Hi Jonathan,

Am Mittwoch, dem 27.10.2021 um 18:02 +0100 schrieb Jonathan Hoyland:
> Hi Ruslan,
> 
> Without digging into the guts of GSS-API and SCRAM I can't give you a
> concrete attack, the issue is that all our assumptions about protocol
> security assume that different protocols use totally separate key
> material.
> For example if I have one protocol that signs arbitrary blobs and
> another that requires me to sign a challenge to prove I know a private
> key then even if they're both perfectly secure on their own they are
> totally broken in composition. 
> This separation of keys is one of the core reasons for the use of
> HKDFs, it lets us take some source randomness and use it to generate
> independent keys.
> 
> Designing a channel binding that explicitly suggests people use the
> same key material for different things is bad practice and poor
> protocol design.
> Pretty much every attack is on the table if you have multiple protocols
> using the same keys, message forgery, improper authentication, key
> leakage, etc.
> The reason for separation of keys is to simply rule out this entire
> class of vulnerability.

Sorry maybe I'm missing something but why would two unrelated protocols
have same key? The binding is derived from TLS session key, if two
unrelated TLS sessions are having the same key this is the problem by
itself, and binding material is not amplifying it, just falling to the
same problem bucket.
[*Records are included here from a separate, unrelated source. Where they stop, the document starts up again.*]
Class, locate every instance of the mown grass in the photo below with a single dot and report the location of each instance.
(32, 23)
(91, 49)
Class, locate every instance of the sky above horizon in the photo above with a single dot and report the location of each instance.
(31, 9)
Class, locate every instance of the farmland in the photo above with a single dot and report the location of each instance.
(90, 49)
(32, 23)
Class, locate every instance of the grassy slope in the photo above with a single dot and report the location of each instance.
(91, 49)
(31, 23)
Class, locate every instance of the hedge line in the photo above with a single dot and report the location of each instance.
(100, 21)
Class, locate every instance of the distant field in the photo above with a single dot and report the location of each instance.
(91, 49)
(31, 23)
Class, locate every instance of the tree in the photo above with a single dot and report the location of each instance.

And if they are related (eg resumed) then protocol
muxing should perhaps be part of applicaiton stack and it should still
be happy with a common security context.

> If you don't separate the keys then whenever you make any change to any
> protocol you have to consider its security in composition with every
> other protocol, including ones that you don't know about or that
> haven't been written yet.
> 
> Using different labels for different purposes shouldn't require
> anything complicated, as it's just changing the input literals to the
> API call.
> 
There's a difference in telling TLS stack "give me binding of that
type" - which is pretty much high level abstract call, and asking TLS
to perform key derivation (export) for specific label - which requires
speaking native TLS implementation api. Now that we have a bunch of TLS
implementations and several abstractions and all other binding types
are independent of the higher protocol - it may be challenging changing
the API to make the binding retrieval context-specific. Not that it is
impossible to make such change, but why?